STERN: Well, enough of them can kill a tree, and so far they've affected 150 to 200 trees. Mostly maples and horse chestnuts. They seem to be the trees of choice for these predators.
CURWOOD: That's funny, because maple's a pretty hard wood, you know, if you try to saw it or work with it it's pretty tough. But it's tasty to these guys, I guess, huh?
STERN: Sweet maple.
CURWOOD: [Laughs] You know, there must be, what? Twenty-five, 30 percent of the large trees in the Adirondacks and in the northern forest here in Massachusetts and Vermont are maples, and this time of year we just love the way they look. They have all these wonderful colors and they're the source of maple syrup. Is there concern that --
STERN: There's concern that this can spread, the way the plague of Japanese beetles did, which came over to this country maybe 50 years ago.
CURWOOD: Are some people saying you should just cut down all 200 of these trees that are infested and be done with these beetles?
STERN: There are about 4 potential strategies for dealing with this problem. One is insecticide, there's a chemical, a control called Foridan, either sprayed or injected into the tree. There's biological control. The woodpecker is a natural predator, he eats these beetles. But how are you going to get enough woodpeckers in the city streets? The other enemy of the beetle is entemo pathogenic nematodes, a very small unsegmented worm, but how do you get these nematodes to the scene. The third strategy is a trap tree. A trap tree is planted attracting beetles and drawing them away from the native population. In China this strategy is used to protect the poplar groves, and what they'll do is they'll plant the maple and let the beetles have it, thus protecting the poplars, and of course tree removal.

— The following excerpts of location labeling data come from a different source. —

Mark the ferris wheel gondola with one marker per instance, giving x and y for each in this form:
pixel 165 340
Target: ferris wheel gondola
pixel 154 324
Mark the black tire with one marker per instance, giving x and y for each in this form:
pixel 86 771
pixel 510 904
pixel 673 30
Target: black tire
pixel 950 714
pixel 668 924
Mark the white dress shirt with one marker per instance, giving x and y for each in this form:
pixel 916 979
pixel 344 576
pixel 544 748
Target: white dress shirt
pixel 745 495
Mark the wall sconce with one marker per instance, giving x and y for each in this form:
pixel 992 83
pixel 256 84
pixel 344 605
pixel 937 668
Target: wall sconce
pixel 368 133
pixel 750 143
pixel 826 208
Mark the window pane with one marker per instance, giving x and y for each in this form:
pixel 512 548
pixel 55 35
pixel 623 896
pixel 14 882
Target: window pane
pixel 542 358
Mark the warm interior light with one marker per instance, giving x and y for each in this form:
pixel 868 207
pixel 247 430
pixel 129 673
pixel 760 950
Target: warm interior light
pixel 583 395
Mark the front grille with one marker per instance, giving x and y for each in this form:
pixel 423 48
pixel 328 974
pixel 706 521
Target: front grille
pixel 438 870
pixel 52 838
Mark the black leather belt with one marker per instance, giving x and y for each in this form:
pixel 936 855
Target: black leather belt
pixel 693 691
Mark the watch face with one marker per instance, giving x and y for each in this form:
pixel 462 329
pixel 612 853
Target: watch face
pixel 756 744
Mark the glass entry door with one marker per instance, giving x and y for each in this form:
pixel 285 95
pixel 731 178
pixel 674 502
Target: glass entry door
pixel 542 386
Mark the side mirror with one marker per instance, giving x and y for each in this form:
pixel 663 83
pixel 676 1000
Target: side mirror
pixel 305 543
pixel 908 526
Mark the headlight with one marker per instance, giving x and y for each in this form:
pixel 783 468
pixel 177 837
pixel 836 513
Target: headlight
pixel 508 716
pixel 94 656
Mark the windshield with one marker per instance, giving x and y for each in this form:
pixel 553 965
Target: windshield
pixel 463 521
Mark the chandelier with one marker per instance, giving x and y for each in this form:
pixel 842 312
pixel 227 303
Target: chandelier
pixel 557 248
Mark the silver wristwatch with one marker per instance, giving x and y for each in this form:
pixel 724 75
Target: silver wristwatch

CURWOOD: Well, what could people do in their own back yards? I mean, if I have a maple tree and I want to protect it, what should I do?
STERN: We don't know. That's the problem because it's such a common-sense question. How, there's no vaccine as yet. It's very frustrating that you see this, and if you've been at the scene as I have, I've been to Greenpoint and saw trees that have been devastated by these beetles. And you see it start, you see it spread, like a plague. And you haven't yet worked out a solution and don't know if you can. It's sort of an Andromeda Strain applied to maple trees, and it's caused a great deal of concern.
CURWOOD: Henry Stern is New York City's Parks Commissioner. He spoke to us from member station WNYC.